Wednesday, 23 May 2018

Haytor

Haytor, from the south
Last week to climb up to the base of Haytor, that is to say chickening out of climbing on the crags proper. Fine day for it, with little wind. Lots of French schoolchildren. Heard one cuckoo, saw one goldfinch, both heard skylarks in the air and saw them on the ground, on the assumption that they look quite like small thrushes. I don't recall seeing the crests that Bing turns up, so now not sure. Unusually, no raptors.

Wetherbeaten post
A rather weatherbeaten post above the picturesque quarry, popular for picnics and trysts generally, the sort of post, if not the sort of ironmongery, which used to be used for the fences around houses built in the 1950's. Posts which probably last a lot longer than the softwood posts they mostly use now. Against that, one should count the huge carbon burn of all the cement factories around the world: a big contributor to global warming.

Haytor junction
The nearest that they get to Clapham Junction up on Haytor. This being a junction on the granite railway, used for a few decades of the nineteenth century for moving granite down to the boats. We noticed several piles of large rocks, clearly blasted out of something, suggesting that the quarries on Haytor were closed down rather abruptly.

Water supply
Once down from the tor, we turned into the Moorland Hotel, where they are working hard to get the place open again for the new season. Major refurbishment.

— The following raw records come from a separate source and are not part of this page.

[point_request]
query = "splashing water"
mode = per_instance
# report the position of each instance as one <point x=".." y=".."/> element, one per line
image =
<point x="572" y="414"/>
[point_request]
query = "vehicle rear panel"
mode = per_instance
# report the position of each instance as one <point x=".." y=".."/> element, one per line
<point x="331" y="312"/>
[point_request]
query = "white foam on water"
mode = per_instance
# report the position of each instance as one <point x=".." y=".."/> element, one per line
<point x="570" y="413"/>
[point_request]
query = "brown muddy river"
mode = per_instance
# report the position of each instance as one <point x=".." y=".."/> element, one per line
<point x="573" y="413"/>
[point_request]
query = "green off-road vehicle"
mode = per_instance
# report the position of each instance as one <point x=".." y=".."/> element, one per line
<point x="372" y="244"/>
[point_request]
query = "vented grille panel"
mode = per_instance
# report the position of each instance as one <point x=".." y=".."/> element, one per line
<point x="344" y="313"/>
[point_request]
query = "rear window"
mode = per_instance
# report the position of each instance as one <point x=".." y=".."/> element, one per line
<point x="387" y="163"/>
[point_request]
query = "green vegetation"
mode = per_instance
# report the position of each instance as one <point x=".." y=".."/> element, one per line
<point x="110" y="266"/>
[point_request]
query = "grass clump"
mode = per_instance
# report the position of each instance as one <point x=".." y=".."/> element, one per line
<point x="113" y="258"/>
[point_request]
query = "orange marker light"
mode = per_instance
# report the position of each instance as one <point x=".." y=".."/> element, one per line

There is also a café brasserie, in a smart shed in front of the main building, perhaps reflecting the fact that the new owner also has a large hotel in Torquay. Called the Tinpickle & Rhum, partly in recognition of the tin mining that used to go on in the area. It will be interesting to see whether the place works - given that on this weekday lunchtime the trade was mostly pensioner couples like ourselves seeking tea and coffee. See reference 2.

Next door there looked to be what had once been the home farm for the big house, now the hotel, the animals from which might well have been watered using the leat snapped above. We saw the same sort of thing on Holne Moor last year. Just to be on the safe side, I took bottled water, from Scotland as it happens.

Day closed with hot meat pies and boiled vegetables. Pies from the same butcher who had supplied the hogs' pudding noticed a few days ago.

Well not quite closed, as having failed to find ITV3 on the television supplied, we had to learn how put DVDs into the slot in the side and get them out again, in the absence of instructions. I correctly remembered that it was done manipulating the two buttons next to the slot, but even having managed two ejections, and even having written down 'Keep switched on. Hold top button down. Double press on bottom button' after the first ejection, I would not care to say what sequence exactly did the trick.

Reference 1: http://pumpkinstrokemarrow.blogspot.co.uk/search?q=haytor. The only visit to Haytor which the blog is admitting to, more than eleven years ago. Not completely convinced as the visit I remember does not quite align with this post.